Upgrade Kaptain

Upgrade Kaptain on your cluster

Learn how to upgrade the existing Kaptain installation to a newer version.

Prerequisites

  • Kaptain 1.2.0-1.0.0 is installed on a Konvoy cluster.
  • The existing cluster meets the criteria listed in the installation documentation.

Upgrading Kaptain

  • Ensure the following base addons that are needed by Kaptain are enabled:

    - configRepository: https://github.com/mesosphere/kubernetes-base-addons
      configVersion: stable-1.19-3.2.0
      addonsList:
        - name: istio
          enabled: true
        - name: dex
          enabled: true
        - name: cert-manager
          enabled: true
        - name: prometheus
          enabled: true
    
  • Ensure the Kaptain addon repository is present in your Konvoy cluster.yaml:

        - configRepository: https://github.com/mesosphere/kubeaddons-kaptain
          configVersion: stable-1.20-1.1.0
          addonsList:
            - name: knative
              enabled: true
    
  • Download kubeflow-1.2.0_1.1.0.tgz tarball.

  • Upgrade Kaptain:

    kubectl kudo upgrade --instance kaptain --namespace kubeflow ./kubeflow-1.2.0_1.1.0.tgz
    
  • Monitor the upgrade process by running:

    kubectl kudo plan status --instance kaptain --namespace kubeflow
    

Once the upgrade plan completes, you can log in to Kaptain:

  • Discover the cluster endpoint and copy it to the clipboard. If you are running Kaptain on-premises:
    kf_uri=$(kubectl get svc kubeflow-ingressgateway --namespace kubeflow -o jsonpath="{.status.loadBalancer.ingress[*].ip}") && echo "https://${kf_uri}"
    
    Or if you are running Kaptain on AWS:
    kf_uri=$(kubectl get svc kubeflow-ingressgateway --namespace kubeflow -o jsonpath="{.status.loadBalancer.ingress[*].hostname}") && echo "https://${kf_uri}"
    
  • Get the login credentials from Konvoy to authenticate:
    konvoy get ops-portal
    

Workloads behavior during the upgrades

  • When upgrading from Kaptain version 1.2.0-1.0.0 to 1.2.0-1.1.0
    • The following workloads do not require stopping and can proceed without interruption during the upgrade: Jupyter Notebooks, Training Jobs (TFJob, PyTorchJob, MXNetJob), Katib Experiments and Trials, and SparkApplications.
    • Kubeflow Pipelines require a resubmission of the pipeline definitions after the upgrade (see Breaking changes).

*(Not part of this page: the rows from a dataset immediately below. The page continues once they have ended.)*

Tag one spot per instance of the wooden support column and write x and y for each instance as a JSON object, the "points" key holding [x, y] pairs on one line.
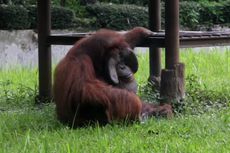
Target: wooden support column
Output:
{"points": [[155, 53], [172, 78], [44, 51]]}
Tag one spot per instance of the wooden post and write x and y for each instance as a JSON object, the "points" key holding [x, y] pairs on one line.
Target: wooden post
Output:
{"points": [[172, 78], [44, 51], [155, 53]]}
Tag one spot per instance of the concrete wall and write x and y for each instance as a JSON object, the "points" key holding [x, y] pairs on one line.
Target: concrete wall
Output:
{"points": [[20, 48]]}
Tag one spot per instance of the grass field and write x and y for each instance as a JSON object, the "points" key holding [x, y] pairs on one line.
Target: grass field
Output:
{"points": [[202, 126]]}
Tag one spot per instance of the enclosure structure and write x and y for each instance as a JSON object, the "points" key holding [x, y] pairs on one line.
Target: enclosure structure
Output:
{"points": [[170, 79]]}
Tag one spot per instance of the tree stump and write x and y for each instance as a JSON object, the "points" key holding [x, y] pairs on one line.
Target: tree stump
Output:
{"points": [[172, 88]]}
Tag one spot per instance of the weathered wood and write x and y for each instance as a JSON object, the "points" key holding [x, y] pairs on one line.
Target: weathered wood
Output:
{"points": [[172, 87]]}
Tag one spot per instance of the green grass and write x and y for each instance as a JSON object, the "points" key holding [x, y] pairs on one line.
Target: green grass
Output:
{"points": [[25, 127]]}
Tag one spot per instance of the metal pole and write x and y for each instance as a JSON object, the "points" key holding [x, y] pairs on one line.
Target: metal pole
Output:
{"points": [[172, 32], [155, 25], [44, 50]]}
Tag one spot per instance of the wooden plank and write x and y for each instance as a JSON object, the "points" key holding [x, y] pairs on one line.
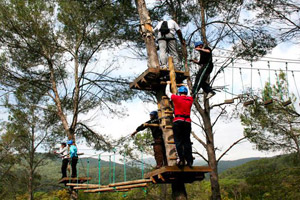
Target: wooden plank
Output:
{"points": [[229, 101], [130, 182], [286, 103], [152, 179], [74, 180], [171, 142], [267, 102], [161, 178], [248, 103], [140, 77], [168, 127], [173, 169], [86, 185], [89, 187], [151, 125], [116, 188]]}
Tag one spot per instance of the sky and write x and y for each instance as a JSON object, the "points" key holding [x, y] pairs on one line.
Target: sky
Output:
{"points": [[227, 131]]}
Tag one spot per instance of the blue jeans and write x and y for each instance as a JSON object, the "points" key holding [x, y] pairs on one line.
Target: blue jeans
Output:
{"points": [[182, 133]]}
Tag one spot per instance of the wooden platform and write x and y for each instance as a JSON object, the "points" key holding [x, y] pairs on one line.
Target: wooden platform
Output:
{"points": [[154, 78], [74, 180], [171, 174]]}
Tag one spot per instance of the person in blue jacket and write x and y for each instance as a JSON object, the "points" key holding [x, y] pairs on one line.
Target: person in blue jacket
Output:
{"points": [[73, 157]]}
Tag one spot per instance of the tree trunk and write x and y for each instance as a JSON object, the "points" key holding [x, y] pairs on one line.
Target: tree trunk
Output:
{"points": [[147, 33], [211, 154]]}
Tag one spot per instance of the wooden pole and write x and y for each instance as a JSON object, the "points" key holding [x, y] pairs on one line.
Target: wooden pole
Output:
{"points": [[172, 76]]}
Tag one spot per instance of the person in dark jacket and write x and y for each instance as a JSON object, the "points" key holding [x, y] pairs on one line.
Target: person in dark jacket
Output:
{"points": [[63, 152], [158, 146], [73, 157], [182, 124], [206, 67]]}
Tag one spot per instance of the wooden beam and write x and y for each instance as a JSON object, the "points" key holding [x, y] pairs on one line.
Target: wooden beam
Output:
{"points": [[86, 185], [161, 178], [174, 169], [130, 182], [152, 179], [151, 125], [229, 101], [117, 188], [267, 102]]}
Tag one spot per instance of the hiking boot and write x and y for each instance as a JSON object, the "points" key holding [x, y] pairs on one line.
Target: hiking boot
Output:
{"points": [[190, 164], [210, 94], [180, 163]]}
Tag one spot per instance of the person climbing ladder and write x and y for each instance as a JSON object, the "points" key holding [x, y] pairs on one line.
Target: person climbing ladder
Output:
{"points": [[167, 42], [158, 145], [206, 67], [182, 124], [73, 157]]}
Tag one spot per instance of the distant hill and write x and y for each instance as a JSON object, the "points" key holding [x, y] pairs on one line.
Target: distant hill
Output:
{"points": [[246, 168], [51, 170], [223, 164]]}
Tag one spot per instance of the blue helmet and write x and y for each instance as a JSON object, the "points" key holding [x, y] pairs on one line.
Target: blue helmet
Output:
{"points": [[182, 89], [154, 113], [70, 142], [198, 43]]}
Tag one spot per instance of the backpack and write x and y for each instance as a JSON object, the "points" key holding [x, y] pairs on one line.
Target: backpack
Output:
{"points": [[164, 29]]}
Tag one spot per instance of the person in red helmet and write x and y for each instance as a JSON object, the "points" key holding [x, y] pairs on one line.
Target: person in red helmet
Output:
{"points": [[158, 145], [206, 67], [182, 124]]}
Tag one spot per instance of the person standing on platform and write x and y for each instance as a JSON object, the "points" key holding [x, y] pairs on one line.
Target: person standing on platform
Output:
{"points": [[73, 157], [182, 124], [63, 152], [167, 43], [158, 145], [206, 67]]}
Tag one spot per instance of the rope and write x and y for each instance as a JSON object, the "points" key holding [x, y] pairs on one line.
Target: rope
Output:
{"points": [[88, 170], [279, 86], [109, 172], [296, 85], [225, 89], [200, 79], [287, 79], [242, 80], [251, 78], [114, 166], [99, 170], [232, 78]]}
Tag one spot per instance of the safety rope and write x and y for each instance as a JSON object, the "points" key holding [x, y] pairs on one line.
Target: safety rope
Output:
{"points": [[242, 80], [287, 79], [99, 170], [279, 86], [232, 78], [114, 166], [296, 85], [200, 79], [88, 170], [109, 171]]}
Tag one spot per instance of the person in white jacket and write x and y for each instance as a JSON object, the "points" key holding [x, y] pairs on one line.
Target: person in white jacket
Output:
{"points": [[167, 43], [63, 152]]}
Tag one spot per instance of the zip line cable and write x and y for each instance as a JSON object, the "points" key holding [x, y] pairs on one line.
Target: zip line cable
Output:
{"points": [[296, 85]]}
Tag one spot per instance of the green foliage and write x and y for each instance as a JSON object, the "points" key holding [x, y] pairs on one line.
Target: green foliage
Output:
{"points": [[269, 178], [275, 126]]}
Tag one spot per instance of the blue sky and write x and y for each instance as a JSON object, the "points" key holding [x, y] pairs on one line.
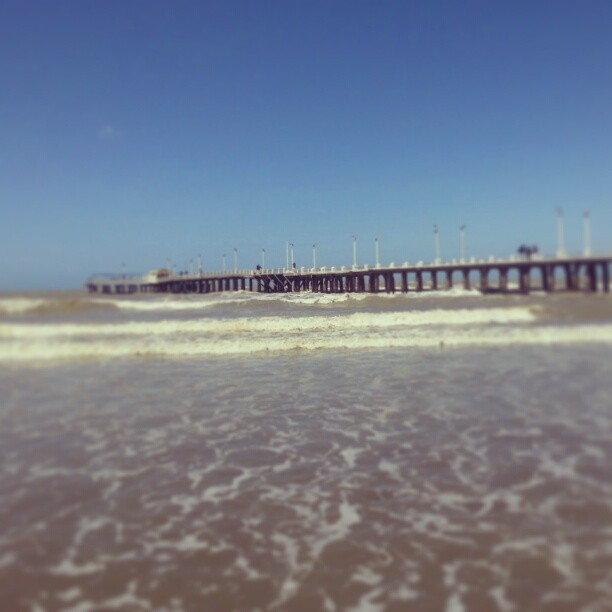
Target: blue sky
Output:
{"points": [[136, 131]]}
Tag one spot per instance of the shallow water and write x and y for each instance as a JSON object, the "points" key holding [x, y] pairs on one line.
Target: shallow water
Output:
{"points": [[468, 473]]}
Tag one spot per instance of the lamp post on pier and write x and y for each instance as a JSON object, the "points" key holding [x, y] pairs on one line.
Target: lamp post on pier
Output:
{"points": [[560, 233], [587, 233]]}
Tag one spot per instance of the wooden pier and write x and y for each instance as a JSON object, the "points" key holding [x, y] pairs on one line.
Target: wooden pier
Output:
{"points": [[512, 275]]}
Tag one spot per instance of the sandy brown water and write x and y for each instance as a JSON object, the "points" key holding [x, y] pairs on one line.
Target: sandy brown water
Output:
{"points": [[427, 478]]}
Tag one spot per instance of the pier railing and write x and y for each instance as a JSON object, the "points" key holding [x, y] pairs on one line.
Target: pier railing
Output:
{"points": [[493, 274]]}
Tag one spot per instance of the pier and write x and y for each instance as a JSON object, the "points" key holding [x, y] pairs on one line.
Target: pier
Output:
{"points": [[511, 275]]}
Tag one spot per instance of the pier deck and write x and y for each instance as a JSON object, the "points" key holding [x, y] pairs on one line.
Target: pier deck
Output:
{"points": [[511, 275]]}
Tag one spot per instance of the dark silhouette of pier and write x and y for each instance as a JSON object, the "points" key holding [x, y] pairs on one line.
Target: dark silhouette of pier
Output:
{"points": [[512, 275]]}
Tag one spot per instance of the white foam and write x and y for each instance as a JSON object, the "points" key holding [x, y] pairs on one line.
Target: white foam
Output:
{"points": [[154, 347], [353, 321], [19, 305]]}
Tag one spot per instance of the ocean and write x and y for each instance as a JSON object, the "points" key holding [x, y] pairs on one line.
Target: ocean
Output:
{"points": [[440, 451]]}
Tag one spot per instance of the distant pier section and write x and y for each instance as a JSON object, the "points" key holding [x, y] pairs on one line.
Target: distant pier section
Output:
{"points": [[514, 274]]}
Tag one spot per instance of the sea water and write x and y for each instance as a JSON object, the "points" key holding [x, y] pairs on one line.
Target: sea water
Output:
{"points": [[241, 451]]}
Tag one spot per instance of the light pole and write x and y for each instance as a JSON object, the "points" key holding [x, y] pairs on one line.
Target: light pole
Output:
{"points": [[560, 233], [587, 233]]}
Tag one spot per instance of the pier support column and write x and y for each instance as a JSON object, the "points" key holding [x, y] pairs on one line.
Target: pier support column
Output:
{"points": [[503, 280], [525, 279], [484, 280], [545, 275], [592, 278]]}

It is recommended all running pipelines be halted prior to the upgrade and resubmitted via the Pipelines SDK after the upgrade is complete.

Breaking changes

  • Kaptain 1.2.0-1.1.0
    • Kaptain 1.2.0-1.1.0 comes with a highly-available MySQL storage for pipeline history and metadata persistence. This new MySQL cluster is a drop-in replacement for several MySQL databases used previously. Kaptain does not perform the migration of the Pipeline execution history data and metadata during the upgrade from 1.2.0-1.0.0.
    • Kaptain 1.2.0-1.0.0 comes with a highly-available MinIO deployment for the in-cluster block storage which is used for pipeline artifacts and transient data persistence. The new MinIO cluster is a drop-in replacement for the single-instance deployment used previously. Kaptain does not perform the migration of the MinIO data during the upgrade.